Now, in my more relaxed and hopeful stage, Sam and I hit the road every morning. Our circuit could, with a nap thrown in, last until sunset: the library, a playground on Long Island Sound, the post office (where workers knew Sam from when I had lugged him around in a sling), Stop & Shop, and Tot Shabbat with 20 other moms and children at Temple Israel. We shared leisurely lunches at Burger King, where with a flourish I would reveal the movie-related plastic container packed with his child's meal. "Look, Sam, it's Pocahontas!" Many late afternoons found us at the train station. We strolled the platforms, and Sam shrieked with glee and waved when the rush-hour expresses flashed by.
The long days could be frustrating (typical library plea: "Sam, can't I look at the big-people magazines before we go to the toy room?"), but I recall this as a profoundly satisfying period. Released from home-office pressures and anticipating several job offers, I lived according to Sam's rhythms and moods. I wasn't a journalist or panicked job-seeker. I was just Sam's father.

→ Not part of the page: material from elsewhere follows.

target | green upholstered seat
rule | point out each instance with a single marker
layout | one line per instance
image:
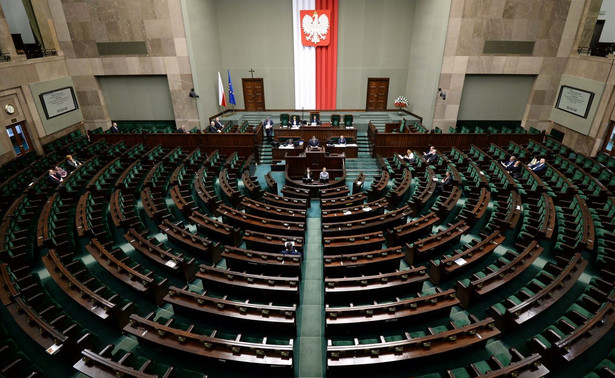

My bittersweet freedom had to end. In May, I received two offers, with a third in the pipeline. I accepted a job that moved me beyond trade journalism to a corporate communications position in New York City. One afternoon shortly before my start date, Sam and I visited a beachfront park near the station from which I would be commuting. It was a good place to prepare Sam for the next phase of our lives together. Our special time was ending.
I sat on the rocky shore as he tossed pebbles into the water. Seagulls wheeled overhead in the spring sunshine. "Sam, pretty soon Daddy will have to be on the train every day. I won't be at home all the time with you and Mommy. But you know I'll always love you and be thinking about you when I'm away."
The little speech didn't make much of an impression, but that's O.K. I'm sure it reached him on some level. After all, he wants to be a conductor and ride the train every day, like Daddy.
Van Wallach '80, a frequent contributor to PAW, lives in Westport, Connecticut.